Toutefois, une fois n’est pas coutume, l’ex de l’humoriste, Gad Elmaleh s’est livrée en toute transparence sur une passion qu’elle affectionne particulièrement. L’heureuse maman de deux enfants, qui a un agenda très chargé, depuis que la princesse Charlène de Monaco « est coincée » en Afrique du Sud suite à des problèmes de santé, a avoué ne plus avoir le temps de lire.

En effet, Charlotte Casiraghi est sollicitée par son oncle, Albert de Monaco afin de pallier à l’absence de son épouse, lors des visites protocolaires. une situation difficile pour la fille de Caroline de Monaco, qui a avoué récemment avoir mis de côté sa passion pour la lecture, qui l’anime depuis plusieurs années.

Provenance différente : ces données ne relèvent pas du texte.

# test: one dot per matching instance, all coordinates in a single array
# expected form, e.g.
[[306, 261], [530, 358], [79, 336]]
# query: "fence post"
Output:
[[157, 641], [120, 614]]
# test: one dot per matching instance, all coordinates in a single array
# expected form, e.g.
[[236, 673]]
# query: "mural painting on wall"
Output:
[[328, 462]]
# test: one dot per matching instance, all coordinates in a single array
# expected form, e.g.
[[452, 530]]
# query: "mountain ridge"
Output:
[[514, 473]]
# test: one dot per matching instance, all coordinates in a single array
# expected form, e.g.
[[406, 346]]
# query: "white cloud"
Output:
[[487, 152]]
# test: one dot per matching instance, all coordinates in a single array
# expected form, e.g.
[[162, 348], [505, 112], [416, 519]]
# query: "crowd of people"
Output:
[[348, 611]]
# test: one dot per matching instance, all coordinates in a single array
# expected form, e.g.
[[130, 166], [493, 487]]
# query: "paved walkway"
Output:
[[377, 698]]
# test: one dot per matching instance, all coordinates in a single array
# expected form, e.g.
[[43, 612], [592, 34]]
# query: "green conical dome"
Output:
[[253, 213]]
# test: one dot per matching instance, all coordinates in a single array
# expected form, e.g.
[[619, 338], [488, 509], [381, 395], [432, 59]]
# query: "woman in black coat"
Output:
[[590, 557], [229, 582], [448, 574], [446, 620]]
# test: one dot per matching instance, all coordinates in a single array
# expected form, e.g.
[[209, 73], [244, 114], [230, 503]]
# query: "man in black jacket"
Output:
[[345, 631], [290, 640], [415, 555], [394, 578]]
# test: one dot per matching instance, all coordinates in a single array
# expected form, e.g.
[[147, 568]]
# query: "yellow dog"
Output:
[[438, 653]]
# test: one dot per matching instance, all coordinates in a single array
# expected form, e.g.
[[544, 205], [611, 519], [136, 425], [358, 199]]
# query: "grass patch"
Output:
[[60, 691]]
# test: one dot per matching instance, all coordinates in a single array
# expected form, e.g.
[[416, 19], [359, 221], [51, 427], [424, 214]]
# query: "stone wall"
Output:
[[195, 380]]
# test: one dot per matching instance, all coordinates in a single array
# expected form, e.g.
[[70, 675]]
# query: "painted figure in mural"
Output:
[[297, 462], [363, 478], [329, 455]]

« Personne n’a le temps de lire, moi aussi je n’ai pas le temps de lire. C’est quelque chose qui semble difficile, mais une fois qu’on arrive à l’avoir, c’est vraiment un moment un peu suspendu, et qui est très précieux », a annoncé Charlotte Casiraghi, qui déplore cette situation.

Avant de poursuivre : « La créativité, elle se nourrit d’un espace intérieur, il y a un vrai pouvoir de la littérature, d’un pouvoir des mots qui permet de s’intéresser à d’autres vies que la vôtre, à d’autres réalités que la vôtre. Et quelque part, ça vient nourrir votre propre univers ».

La ravissante jeune femme, qui rencontrerait quelques tensions avec son mari, selon nos confrères de Closer a révélé que cette passion pour la lecture lui avait été transmise par sa mère. « Il y a une transmission de ma mère et de mon arrière-grand-père, qui était un homme de lettres, quelqu’un qui était passionné par la littérature, qui l’a transmis à ma mère, et qui me l’a transmise aussi. Peut-être qu’il y avait des bibliothèques qui étaient assez bien remplies et de très belles bibliothèques dans les maisons de mon enfance », a-t-elle conclu.